Troppo complessa: non si può fare a tavolino, servono riscontri sul campo, interviste, sondaggi, montagne di dati da elaborare e comparare. Ma anche troppo scomoda: eventuali risultai negativi, come scarso o nullo incremento del Pil (relativamente agli interventi finanziati, non in generale), mortalità delle imprese "aiutate", dispersione delle risorse così orgogliosamente spese, sarebbe una mazzata per le ambizioni elettorali dei principali attori regionali.

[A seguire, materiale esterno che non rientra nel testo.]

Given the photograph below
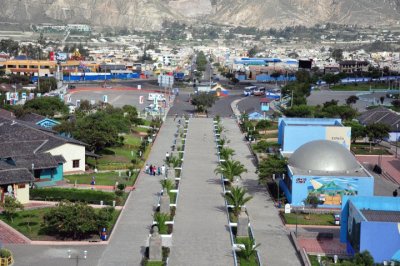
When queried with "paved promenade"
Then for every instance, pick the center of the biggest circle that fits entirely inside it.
(276, 247)
(200, 232)
(128, 241)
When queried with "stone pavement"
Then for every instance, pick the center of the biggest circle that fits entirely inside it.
(128, 241)
(200, 234)
(276, 247)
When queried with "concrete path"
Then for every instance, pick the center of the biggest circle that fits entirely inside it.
(128, 241)
(200, 234)
(276, 247)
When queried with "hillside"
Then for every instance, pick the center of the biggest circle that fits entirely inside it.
(149, 14)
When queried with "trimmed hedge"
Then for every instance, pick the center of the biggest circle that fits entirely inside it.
(73, 195)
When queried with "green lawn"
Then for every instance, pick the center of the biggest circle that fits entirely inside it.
(314, 260)
(104, 179)
(357, 87)
(309, 219)
(29, 223)
(365, 149)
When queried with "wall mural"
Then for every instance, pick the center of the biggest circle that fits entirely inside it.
(330, 190)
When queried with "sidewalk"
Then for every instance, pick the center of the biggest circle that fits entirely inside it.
(128, 240)
(200, 234)
(276, 248)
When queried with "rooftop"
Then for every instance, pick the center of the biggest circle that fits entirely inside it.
(325, 158)
(381, 216)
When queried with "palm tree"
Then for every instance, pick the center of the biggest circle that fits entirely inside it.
(167, 185)
(226, 153)
(249, 249)
(237, 197)
(161, 219)
(230, 169)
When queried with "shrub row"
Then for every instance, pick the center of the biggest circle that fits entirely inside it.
(73, 195)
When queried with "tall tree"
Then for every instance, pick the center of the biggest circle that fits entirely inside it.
(238, 198)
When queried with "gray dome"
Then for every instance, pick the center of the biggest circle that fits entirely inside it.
(323, 155)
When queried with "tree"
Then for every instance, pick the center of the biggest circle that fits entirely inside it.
(263, 124)
(230, 169)
(377, 131)
(167, 184)
(274, 164)
(331, 78)
(357, 130)
(226, 153)
(337, 54)
(46, 106)
(352, 99)
(203, 101)
(237, 197)
(76, 220)
(249, 248)
(10, 207)
(97, 130)
(46, 84)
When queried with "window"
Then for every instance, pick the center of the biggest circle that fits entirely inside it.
(75, 163)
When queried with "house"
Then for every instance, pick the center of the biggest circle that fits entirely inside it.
(294, 132)
(353, 66)
(15, 182)
(371, 223)
(327, 170)
(385, 116)
(24, 138)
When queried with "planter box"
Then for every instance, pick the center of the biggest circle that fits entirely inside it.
(6, 261)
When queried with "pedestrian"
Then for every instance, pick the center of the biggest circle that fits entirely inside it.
(163, 169)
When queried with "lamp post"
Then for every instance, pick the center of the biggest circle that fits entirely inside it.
(397, 136)
(77, 256)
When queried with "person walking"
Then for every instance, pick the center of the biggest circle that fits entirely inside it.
(154, 170)
(163, 169)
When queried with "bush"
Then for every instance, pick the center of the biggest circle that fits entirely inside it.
(73, 195)
(5, 253)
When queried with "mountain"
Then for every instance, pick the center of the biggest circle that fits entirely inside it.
(149, 14)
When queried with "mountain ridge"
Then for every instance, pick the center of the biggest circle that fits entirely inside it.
(149, 14)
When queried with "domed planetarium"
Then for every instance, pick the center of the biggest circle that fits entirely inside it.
(328, 170)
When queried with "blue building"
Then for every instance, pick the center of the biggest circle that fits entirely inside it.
(327, 170)
(294, 132)
(373, 224)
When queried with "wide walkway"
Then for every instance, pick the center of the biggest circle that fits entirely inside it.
(129, 239)
(276, 247)
(200, 231)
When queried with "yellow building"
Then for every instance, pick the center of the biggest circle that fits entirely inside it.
(47, 67)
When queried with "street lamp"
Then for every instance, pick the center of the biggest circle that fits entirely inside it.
(397, 136)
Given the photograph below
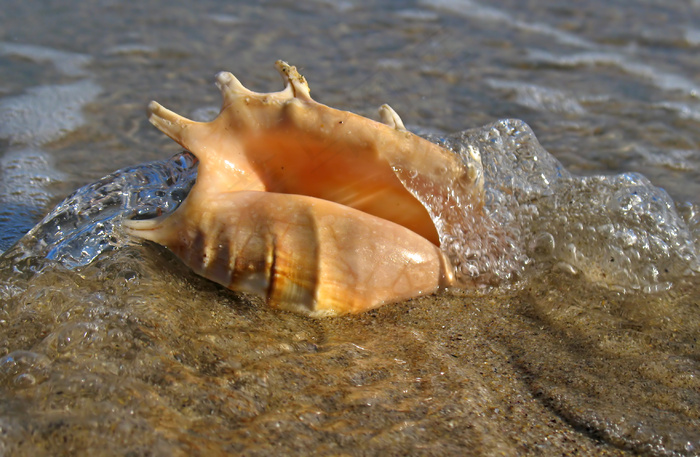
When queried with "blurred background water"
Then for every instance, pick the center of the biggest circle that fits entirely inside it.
(132, 354)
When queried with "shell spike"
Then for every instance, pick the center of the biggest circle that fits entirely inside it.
(177, 127)
(294, 80)
(151, 229)
(168, 122)
(230, 87)
(391, 118)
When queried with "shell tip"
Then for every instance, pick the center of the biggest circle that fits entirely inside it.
(294, 79)
(391, 118)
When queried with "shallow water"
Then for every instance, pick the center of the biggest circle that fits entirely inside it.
(132, 354)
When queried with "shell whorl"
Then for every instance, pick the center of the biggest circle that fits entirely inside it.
(289, 165)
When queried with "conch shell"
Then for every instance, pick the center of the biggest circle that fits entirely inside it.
(316, 210)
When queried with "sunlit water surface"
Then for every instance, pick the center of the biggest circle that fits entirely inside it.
(112, 347)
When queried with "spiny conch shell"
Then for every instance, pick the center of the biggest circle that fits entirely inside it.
(308, 206)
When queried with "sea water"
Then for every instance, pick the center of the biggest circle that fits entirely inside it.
(589, 344)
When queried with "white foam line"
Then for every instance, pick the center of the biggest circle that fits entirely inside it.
(68, 63)
(475, 10)
(663, 80)
(45, 113)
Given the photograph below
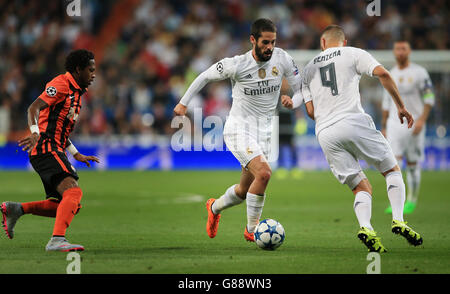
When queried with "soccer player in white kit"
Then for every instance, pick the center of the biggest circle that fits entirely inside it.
(346, 133)
(256, 79)
(416, 89)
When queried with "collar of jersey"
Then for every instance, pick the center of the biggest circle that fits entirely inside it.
(69, 76)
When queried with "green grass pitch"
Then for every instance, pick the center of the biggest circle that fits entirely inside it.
(154, 222)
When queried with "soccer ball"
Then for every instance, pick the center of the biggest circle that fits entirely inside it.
(269, 234)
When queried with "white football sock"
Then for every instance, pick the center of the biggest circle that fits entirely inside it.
(413, 177)
(255, 204)
(396, 194)
(363, 209)
(227, 200)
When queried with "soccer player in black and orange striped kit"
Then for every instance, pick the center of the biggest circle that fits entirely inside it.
(51, 118)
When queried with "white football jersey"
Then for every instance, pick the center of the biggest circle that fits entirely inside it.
(255, 85)
(331, 81)
(415, 88)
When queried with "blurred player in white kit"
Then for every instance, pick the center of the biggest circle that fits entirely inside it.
(256, 79)
(346, 133)
(416, 89)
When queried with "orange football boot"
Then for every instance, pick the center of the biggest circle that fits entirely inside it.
(213, 219)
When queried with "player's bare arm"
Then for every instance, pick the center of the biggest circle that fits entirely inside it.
(33, 118)
(420, 122)
(389, 84)
(384, 117)
(310, 109)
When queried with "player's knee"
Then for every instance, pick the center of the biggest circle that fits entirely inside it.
(264, 175)
(395, 168)
(364, 185)
(241, 191)
(66, 184)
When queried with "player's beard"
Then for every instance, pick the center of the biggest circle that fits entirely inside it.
(262, 55)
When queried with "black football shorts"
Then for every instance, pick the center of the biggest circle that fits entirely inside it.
(53, 167)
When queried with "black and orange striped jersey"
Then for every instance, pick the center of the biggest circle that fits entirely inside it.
(56, 122)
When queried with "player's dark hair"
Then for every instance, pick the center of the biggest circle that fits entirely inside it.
(262, 25)
(335, 30)
(402, 40)
(78, 58)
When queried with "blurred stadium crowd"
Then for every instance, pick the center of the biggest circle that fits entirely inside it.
(163, 45)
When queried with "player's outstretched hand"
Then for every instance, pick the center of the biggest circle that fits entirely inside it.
(83, 158)
(418, 126)
(286, 101)
(180, 110)
(29, 142)
(403, 113)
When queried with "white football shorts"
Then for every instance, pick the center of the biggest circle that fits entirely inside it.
(404, 143)
(351, 139)
(250, 137)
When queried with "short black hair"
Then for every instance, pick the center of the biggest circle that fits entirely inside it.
(262, 25)
(336, 31)
(78, 58)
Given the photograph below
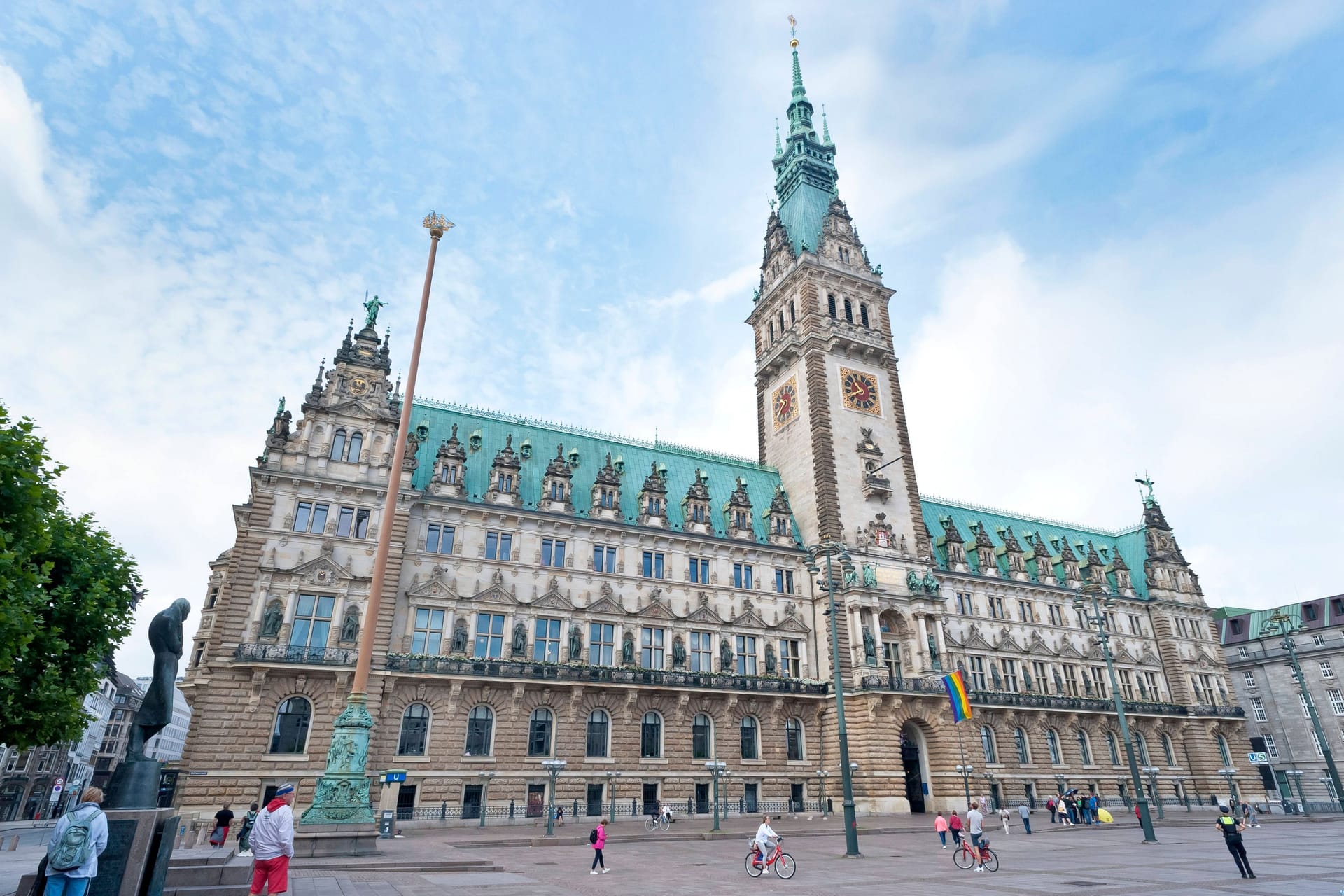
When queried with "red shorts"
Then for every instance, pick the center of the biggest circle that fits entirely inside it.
(272, 874)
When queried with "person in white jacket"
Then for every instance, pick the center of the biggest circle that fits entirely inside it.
(273, 844)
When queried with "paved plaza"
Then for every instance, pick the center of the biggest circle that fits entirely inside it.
(1291, 859)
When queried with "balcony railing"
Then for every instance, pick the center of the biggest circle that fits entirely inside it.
(600, 675)
(290, 653)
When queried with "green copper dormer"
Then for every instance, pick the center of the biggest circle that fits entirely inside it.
(804, 171)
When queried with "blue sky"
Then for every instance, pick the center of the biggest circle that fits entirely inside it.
(1116, 232)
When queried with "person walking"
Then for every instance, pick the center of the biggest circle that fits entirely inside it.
(77, 841)
(1231, 830)
(272, 843)
(223, 818)
(245, 832)
(598, 843)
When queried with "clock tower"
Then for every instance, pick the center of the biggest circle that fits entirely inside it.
(828, 396)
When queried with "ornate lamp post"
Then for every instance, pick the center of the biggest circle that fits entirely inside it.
(553, 767)
(1282, 624)
(1152, 788)
(717, 769)
(342, 794)
(1097, 618)
(838, 550)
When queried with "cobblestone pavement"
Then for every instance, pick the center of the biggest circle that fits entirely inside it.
(1291, 859)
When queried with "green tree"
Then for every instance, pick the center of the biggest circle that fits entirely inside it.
(67, 597)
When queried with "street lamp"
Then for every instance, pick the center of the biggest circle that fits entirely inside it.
(1282, 624)
(828, 550)
(1097, 618)
(610, 788)
(553, 767)
(1152, 786)
(717, 769)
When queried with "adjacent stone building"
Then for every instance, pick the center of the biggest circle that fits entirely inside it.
(1275, 706)
(641, 608)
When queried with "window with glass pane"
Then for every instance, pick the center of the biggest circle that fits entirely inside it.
(414, 731)
(438, 539)
(480, 727)
(793, 739)
(702, 736)
(651, 648)
(750, 739)
(312, 621)
(651, 736)
(428, 636)
(539, 732)
(702, 652)
(746, 654)
(546, 643)
(489, 636)
(601, 644)
(292, 722)
(597, 731)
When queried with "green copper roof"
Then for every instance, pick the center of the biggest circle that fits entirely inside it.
(634, 457)
(1129, 543)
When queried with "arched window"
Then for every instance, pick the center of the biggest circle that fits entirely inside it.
(598, 729)
(702, 736)
(480, 727)
(987, 743)
(414, 731)
(290, 731)
(539, 732)
(793, 741)
(750, 738)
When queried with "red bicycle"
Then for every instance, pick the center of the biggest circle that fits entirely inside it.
(780, 860)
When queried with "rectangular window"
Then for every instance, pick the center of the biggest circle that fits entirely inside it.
(604, 558)
(553, 552)
(699, 571)
(428, 636)
(438, 539)
(746, 654)
(499, 546)
(651, 648)
(489, 636)
(702, 652)
(601, 644)
(546, 643)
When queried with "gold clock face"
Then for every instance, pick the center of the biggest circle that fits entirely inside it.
(859, 391)
(784, 403)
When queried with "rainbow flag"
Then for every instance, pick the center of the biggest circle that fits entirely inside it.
(956, 685)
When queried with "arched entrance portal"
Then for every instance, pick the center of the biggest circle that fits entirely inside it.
(913, 762)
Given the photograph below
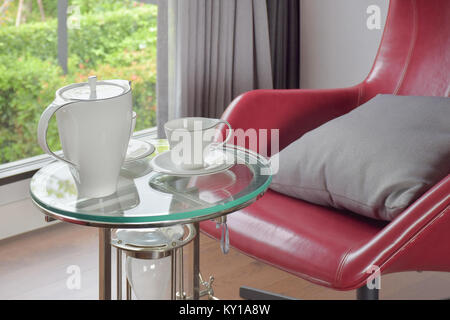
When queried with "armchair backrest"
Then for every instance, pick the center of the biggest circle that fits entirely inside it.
(414, 54)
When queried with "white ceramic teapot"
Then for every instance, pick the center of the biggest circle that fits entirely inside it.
(94, 122)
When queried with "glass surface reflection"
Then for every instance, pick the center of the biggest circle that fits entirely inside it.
(147, 196)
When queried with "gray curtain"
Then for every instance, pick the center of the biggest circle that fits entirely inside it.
(209, 52)
(284, 31)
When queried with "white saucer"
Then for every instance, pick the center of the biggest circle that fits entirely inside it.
(138, 149)
(217, 161)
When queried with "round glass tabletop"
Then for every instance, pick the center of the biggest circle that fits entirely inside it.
(146, 198)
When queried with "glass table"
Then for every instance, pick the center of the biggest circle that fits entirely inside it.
(148, 199)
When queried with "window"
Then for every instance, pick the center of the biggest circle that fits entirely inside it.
(106, 38)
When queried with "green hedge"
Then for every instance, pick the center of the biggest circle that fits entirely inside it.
(120, 44)
(97, 37)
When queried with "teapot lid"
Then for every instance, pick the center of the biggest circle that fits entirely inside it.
(94, 90)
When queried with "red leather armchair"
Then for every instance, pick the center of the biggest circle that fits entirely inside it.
(333, 248)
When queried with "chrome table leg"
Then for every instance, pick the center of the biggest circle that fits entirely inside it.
(119, 274)
(196, 250)
(128, 290)
(104, 264)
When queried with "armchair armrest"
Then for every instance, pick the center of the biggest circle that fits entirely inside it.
(293, 112)
(416, 240)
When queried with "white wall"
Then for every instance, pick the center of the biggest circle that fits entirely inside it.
(337, 48)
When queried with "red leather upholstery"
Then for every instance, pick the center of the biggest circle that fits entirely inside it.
(329, 247)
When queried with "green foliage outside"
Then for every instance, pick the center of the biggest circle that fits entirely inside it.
(116, 39)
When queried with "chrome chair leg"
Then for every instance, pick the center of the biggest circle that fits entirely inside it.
(364, 293)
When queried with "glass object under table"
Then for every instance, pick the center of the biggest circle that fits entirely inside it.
(148, 199)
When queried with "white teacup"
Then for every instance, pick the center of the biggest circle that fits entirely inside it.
(191, 139)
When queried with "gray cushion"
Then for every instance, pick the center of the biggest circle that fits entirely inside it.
(375, 160)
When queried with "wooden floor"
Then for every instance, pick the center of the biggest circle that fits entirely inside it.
(34, 266)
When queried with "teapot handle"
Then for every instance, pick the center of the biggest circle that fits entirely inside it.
(43, 128)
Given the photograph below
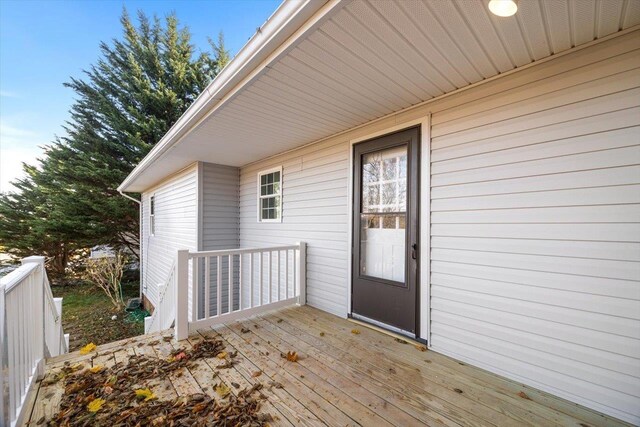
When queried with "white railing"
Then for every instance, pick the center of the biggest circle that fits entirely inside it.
(164, 314)
(30, 330)
(56, 341)
(213, 287)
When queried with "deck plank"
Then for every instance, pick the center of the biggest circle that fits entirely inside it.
(435, 390)
(293, 384)
(287, 405)
(324, 385)
(205, 369)
(341, 379)
(375, 375)
(397, 408)
(554, 410)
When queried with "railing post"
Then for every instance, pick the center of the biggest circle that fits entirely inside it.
(4, 363)
(38, 310)
(301, 280)
(181, 330)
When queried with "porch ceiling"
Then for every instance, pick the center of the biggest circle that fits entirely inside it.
(364, 60)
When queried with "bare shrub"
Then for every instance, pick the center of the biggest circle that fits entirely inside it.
(106, 273)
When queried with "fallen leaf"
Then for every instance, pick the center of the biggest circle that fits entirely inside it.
(145, 393)
(199, 407)
(158, 421)
(95, 405)
(523, 395)
(88, 349)
(291, 356)
(275, 384)
(222, 390)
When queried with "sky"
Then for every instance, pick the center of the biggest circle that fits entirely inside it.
(44, 43)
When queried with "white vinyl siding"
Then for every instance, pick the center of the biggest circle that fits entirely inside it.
(175, 228)
(535, 208)
(314, 210)
(220, 225)
(535, 225)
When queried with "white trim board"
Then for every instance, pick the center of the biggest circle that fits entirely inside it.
(424, 214)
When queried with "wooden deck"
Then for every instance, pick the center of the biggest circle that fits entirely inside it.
(342, 378)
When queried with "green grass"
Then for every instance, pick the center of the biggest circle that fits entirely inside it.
(87, 312)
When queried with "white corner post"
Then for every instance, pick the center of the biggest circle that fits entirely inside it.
(301, 270)
(38, 310)
(181, 330)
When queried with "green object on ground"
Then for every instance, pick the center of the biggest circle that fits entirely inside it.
(136, 316)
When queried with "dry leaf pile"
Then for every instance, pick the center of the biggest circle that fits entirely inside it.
(117, 396)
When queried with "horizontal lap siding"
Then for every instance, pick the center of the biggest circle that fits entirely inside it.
(314, 210)
(175, 225)
(535, 235)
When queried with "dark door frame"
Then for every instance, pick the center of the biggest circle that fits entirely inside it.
(412, 230)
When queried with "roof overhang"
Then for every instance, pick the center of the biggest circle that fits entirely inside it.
(320, 67)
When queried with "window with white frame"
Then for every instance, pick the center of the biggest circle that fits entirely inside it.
(152, 215)
(270, 195)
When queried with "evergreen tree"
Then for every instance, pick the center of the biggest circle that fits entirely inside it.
(125, 103)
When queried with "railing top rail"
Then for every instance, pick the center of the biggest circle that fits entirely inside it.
(16, 277)
(199, 254)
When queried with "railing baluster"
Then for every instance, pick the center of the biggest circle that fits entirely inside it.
(230, 276)
(239, 282)
(261, 274)
(270, 274)
(251, 280)
(295, 276)
(195, 293)
(286, 274)
(219, 287)
(207, 287)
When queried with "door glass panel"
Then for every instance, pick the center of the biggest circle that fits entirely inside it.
(383, 216)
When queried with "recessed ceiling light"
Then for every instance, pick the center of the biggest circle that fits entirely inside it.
(503, 7)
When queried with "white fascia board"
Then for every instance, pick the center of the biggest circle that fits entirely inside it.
(290, 23)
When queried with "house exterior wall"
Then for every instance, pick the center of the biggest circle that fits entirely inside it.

Così, l’unica vera attività del Nucleo è la produzione di una serie di documenti propedeutici proprio a quella valutazione che finora non è stata fatta. Il più importante di questi atti è il Piano delle valutazioni per il programma operativo regionale 2014-2020. Un dettagliatissimo e ambizioso documento che illustra per filo e per segno quello che bisognerebbe accertare: 32 schede dove ci sono tutte le domande ancora senza risposta. Domande semplici nella formulazione, ma che necessitano di un lavoro di analisi ciclopico. Ad esempio, la scheda n. 29, quella sulla valutazione d’impatto della formazione post-lauream, chiede di accertare quali siano gli esiti occupazionali dei corsi finanziati. Oppure la scheda numero 27, sulla valutazione degli interventi per il contrasto delle povertà, che spinge a verificare quali e quanti siano stati gli effetti del microcredito per i beneficiari. E ancora, domande sempre più interessanti sui risultati conseguiti in materia di disagio abitativo, di utilizzo dei beni confiscati alla ‘ndrangheta, di lotta all’evasione scolastica, riduzione del digital divide e così via. Ogni interrogativo è un mondo inesplorato o quasi che potrebbe aiutare a gestire al meglio i fondi a disposizione per gli anni futuri.
Consulenti esterni da decenni in Regione
«Ma così come è strutturato - spiega Aiello - non è immaginabile che il Nucleo possa svolgere il lavoro che gli viene chiesto. Sono certo, dunque, che a breve i protocolli di valutazione verranno ridimensionati».
Istituito nel 2000 per dare attuazione a una legge dell’anno precedente, a guidare l’organismo non c’è un’economista ma un ingegnere, il dirigente regionale Giovanni Soda. Sette, poi, i componenti interni all’Amministrazione regionale e tre quelli esterni, che in teoria dovrebbero accrescere l’indipendenza del Nucleo di valutazione: Geremia Capano, Matteo Marvasi e Maria Laura Tucci.
«Ma si tratta di esterni per modo di dire - conclude il docente dell’Unical - perché lavorano con la Regione da almeno 20 anni».
Insomma, chiedersi chi controlla i controllori non è azzardato, soprattutto quando in gioco c’è l’efficacia di 3 miliardi e mezzo di euro di fondi europei che in gran parte devono ancora essere spesi.